'GPUs still rule' asserts graphics guru Raja Koduri in response to custom AI silicon advocate

imaginary_num6er@alien.top · 1 year ago

'GPUs still rule' asserts graphics guru Raja Koduri in response to custom AI silicon advocate

blueredscreen@alien.top · 1 year ago

He’s only right in the short term when the technology isn’t stable and the AI software architectures are constantly changing.

Once things stabilize, we’re most likely switching to either analog compute in memory or silicon photonics both of which will be far less generic than a GPU, but with such a massive power, performance, and cost advantage that GPUs simply cannot compete.

That’s what they said. Nothing about AI is going to stabilize. The pace of innovation is impossible. I’m sure things were happy too at SambaNova until they went bye bye and Nvidia itself hired their lead architect.

theQuandary@alien.top · 1 year ago

I heard this same stuff in the 90s about GPUs. “GPUs are too specialized and don’t have the flexibility of CPUs”.

Startups failing doesn’t prove anything. There are dozens of startups and there will only be 2-4 winners. Of course MOST are going to fail. Moving in too early before things have settled down or too late after your competitors are too established are both guaranteed ways to fail.

In any case, algorithms and languages have a symbiotic relationship with hardware.

C is considered fast, but did you know that it SUCKS for old CISC ISAs? They are too irregular and make a lot of assumptions that don’t mesh well with the compute model of C. C pls x86 is where things changed. x86 could be adapted to run C code well. C compilers then adapted to be fast on x86 then x86 adapted to run that compiled C code better then the loop goes round and round.

This is true for GPUs too. Apple’s M1/M2 GPU design isn’t fundamentally bad, but it is different from AMD/Nvidia, so the programmer’s hardware assumptions and normal optimizations aren’t effective. Same applies to some extent for Intel Xe where they’ve been spending huge amounts to “optimize” various games (most likely literally writing new code to replace the original game code with versions optimized for their ISA).

The same will happen to AI.

Imagine that one of those startups gets compute-in-SSD working. Now you can do compute on models that would require terabytes of RAM on a GPU. You could do massive amounts of TOPS on massive working sets using just a few watts of power on a device costing just a few hundred dollars. This is in stark contrast to a GPU costing tens of thousands of dollars and costing a fortune in power to run that can’t even work on a model that big because the memory hierarchy is too slow.

Such a technology would warp the algorithms around it. You’ll simply be told to “make it work” and creative people will find a way to harness that compute power – especially as it is already naturally tuned to AI needs. Once that loop gets started in earnest, the cost of switching algorithms and running them on a GPU will be far too high. Over time it will be not just cost, but also ecosystem lockin.
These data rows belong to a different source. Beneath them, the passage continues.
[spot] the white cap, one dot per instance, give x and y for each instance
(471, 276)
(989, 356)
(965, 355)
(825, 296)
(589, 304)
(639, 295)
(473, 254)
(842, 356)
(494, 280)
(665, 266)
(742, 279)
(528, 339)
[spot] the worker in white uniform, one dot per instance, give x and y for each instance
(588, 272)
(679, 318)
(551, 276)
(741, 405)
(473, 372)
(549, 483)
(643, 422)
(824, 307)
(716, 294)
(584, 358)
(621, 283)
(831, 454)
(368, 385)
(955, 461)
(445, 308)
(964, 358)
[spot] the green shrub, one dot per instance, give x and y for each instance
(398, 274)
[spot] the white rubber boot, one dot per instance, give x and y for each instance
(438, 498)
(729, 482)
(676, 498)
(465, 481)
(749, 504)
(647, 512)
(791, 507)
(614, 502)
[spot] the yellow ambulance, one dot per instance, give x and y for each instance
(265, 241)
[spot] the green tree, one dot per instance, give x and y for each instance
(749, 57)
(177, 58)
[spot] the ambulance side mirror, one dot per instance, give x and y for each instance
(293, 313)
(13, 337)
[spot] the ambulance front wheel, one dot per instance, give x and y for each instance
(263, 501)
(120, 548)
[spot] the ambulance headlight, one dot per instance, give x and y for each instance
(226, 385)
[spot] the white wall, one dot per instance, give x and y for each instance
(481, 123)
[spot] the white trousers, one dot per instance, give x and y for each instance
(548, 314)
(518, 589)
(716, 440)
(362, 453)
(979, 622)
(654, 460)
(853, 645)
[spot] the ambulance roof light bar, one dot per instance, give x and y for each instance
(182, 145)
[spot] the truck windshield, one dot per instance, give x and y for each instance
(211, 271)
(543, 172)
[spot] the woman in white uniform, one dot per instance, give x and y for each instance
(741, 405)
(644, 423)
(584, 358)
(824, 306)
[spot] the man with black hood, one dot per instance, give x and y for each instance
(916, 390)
I’m not saying that compute-in-memory will be the winner, but I’m quite certain that GPU is not because literally ALL of the prominent algorithms get faster and lower power with their specific ASIC accelerators.

Even if we accept the worst-case scenario and 2-4 approaches rise to the top and each requires a separate ASIC, the situation STILL favors the ASIC approach. We can support dozens of ISAs for dozens of purposes. We can certainly support 2-4 ISAs with 1-3 competitors for each.

blueredscreen@alien.top · 1 year ago

I heard this same stuff in the 90s about GPUs. “GPUs are too specialized and don’t have the flexibility of CPUs”.

Startups failing doesn’t prove anything. There are dozens of startups and there will only be 2-4 winners. Of course MOST are going to fail. Moving in too early before things have settled down or too late after your competitors are too established are both guaranteed ways to fail.

It’s relatively convenient to blame your failure due to being too smart too early instead of just facing the genuine lack of demand for your product.

C is considered fast, but did you know that it SUCKS for old CISC ISAs? They are too irregular and make a lot of assumptions that don’t mesh well with the compute model of C. C pls x86 is where things changed. x86 could be adapted to run C code well. C compilers then adapted to be fast on x86 then x86 adapted to run that compiled C code better then the loop goes round and round.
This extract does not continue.